No que ela rebateu, de pronto: - Mas, Pai, mesmo nesse dia foi um pouco ruim, né? Os problemas que tivemos no parque aquático, onde você planejou um dia de alegria pra nós e nada deu certo porque tudo por lá se encontrava praticamente fechado e ainda nos trataram mal por querer o dinheiro dos ingressos de volta... Afora o fato de que, duas semanas antes, Dodó sofreu aquele terrível acidente na escola, quebrando os dentes e padecendo no dentista com você e a Mamãe desesperados no dentista... Sem falar ainda no seu nervosismo em relação ao Dil, que parece ter sofrido muitos retrocessos no desenvolvimento do seu comportamento ao longo do mês inteiro...".
Por mais que minha mais velha se expressasse muito bem, sempre fera em Português - Você será uma grande escritora, meu amor lindo!, eu costumava lhe dizer -, estranhei um bocado o acento de muitas daquelas falas, e o uso de algumas palavras, decididamente, não fazia parte do dia-a-dia de uma menina de apenas 8 anos! No que ela, quase que adivinhando os meus pensamentos, afirmou: "- Mas pai, isso já faz tanto tempo, não é mesmo? De lá pra cá, tanta água já rolou: afinal, em 15 anos, eu já vou defender minha monografia na semana que vem, a Dó passou no terceiro ENEM - você sabe, ela quer fazer todos os cursos da Terra... - e o Dil, já namorando e se preparando pra viajar sozinho pela primeira vez, chegou lá, né? E você, sempre tão preocupado com tudo, achando aquele mês de abril difícil, porque tudo de ruim parecia se acumular...".
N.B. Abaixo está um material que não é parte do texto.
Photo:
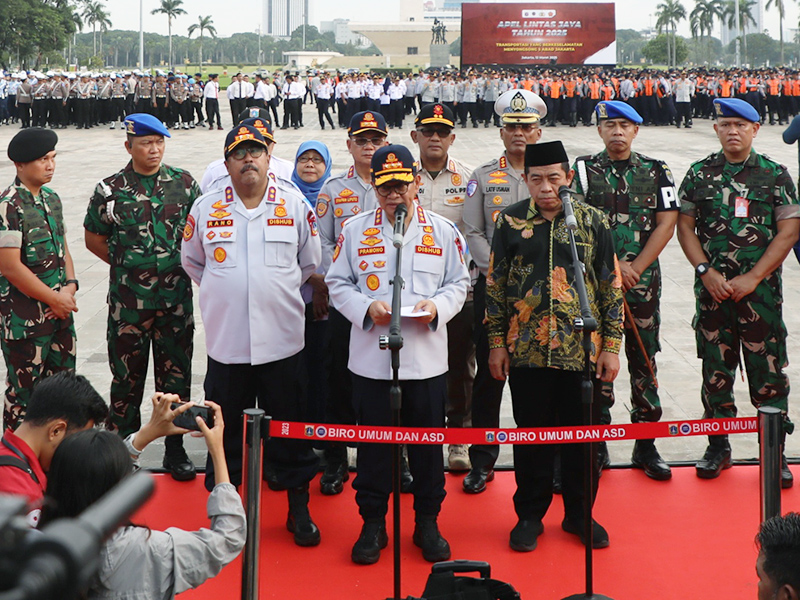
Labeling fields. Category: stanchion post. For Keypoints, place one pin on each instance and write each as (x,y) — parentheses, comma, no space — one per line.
(251,493)
(770,436)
De um salto corro até o calendário na geladeira e vejo que ela arranca a folhinha de abril de 2034! E percebo também que, com o salto, quase desloco a coluna, no alto dos meus 57 anos (e as costas continuam em frangalhos...). Quando foi que tudo começou a passar tão de repente? Não acreditava que a vida simplesmente tivesse voado daquele jeito: algo estava muito errado! De um aniversário de 5 aninhos meus lindos SuperGêmeos já eram adultos de 20 anos? No entanto, havia mais...
"- Pai, o que deu em você?! Sempre tão cuidadoso e agora quase me atropela com meu barrigão e voa pra cima desse calendário?! Eu não sabia que você queria tanto arrancar essa folhinha... O que é que você tem?! Parece nervoso... Tudo bem que você sempre demonstrou ansiedade, desde meu casamento... Mas já vou pra um ano de casamento com Guilherme e 6 meses de barriga da Lena... Você mesmo achou linda e criativa a homenagem que fiz com esse nome às mulheres fortes dessa família: a Vó-Dinha, a Vó Lena e a Mamãe...". Como assim: eu seria avô?! Mas segundos atrás... O quê? Já é 2040?!
O telefone toca e um lembrete me acorda para o velho 30 de abril de 2019. Eu me viro, esfrego os olhos com os dedos e vejo minha barulhenta prole bagunçadamente espalhada pela casa: a SuperFilhotinha vendo TV, andando de patinete, cantando alto uma musiquinha com uma bonequinha pendurada no pescoço e comendo uvas com a mão de fora do guidom (sempre fazendo mil coisas ao mesmo tempo!); o SuperFilho gritando, bastante irritado com alguma contrariedade, e repetindo frases soltas sem muito sentido - mas, no fim, acalmando-se com um carrinho dos Caça-Fantasmas (ele vai conseguir, se Deus quiser...); e minha ainda pequena e doce primogênita, ao meu lado, criança novamente, falando da alegria com os brinquedos de madeira que compramos de um ambulante, na praia, no final daquela turbulenta manhã do aniversário dos irmãozinhos, como que encerrando sua enumeração de outras coisas boas acontecidas em abril, sorri pra mim e me abraça, lembrando: "- É, papai: não foi tão mal assim...".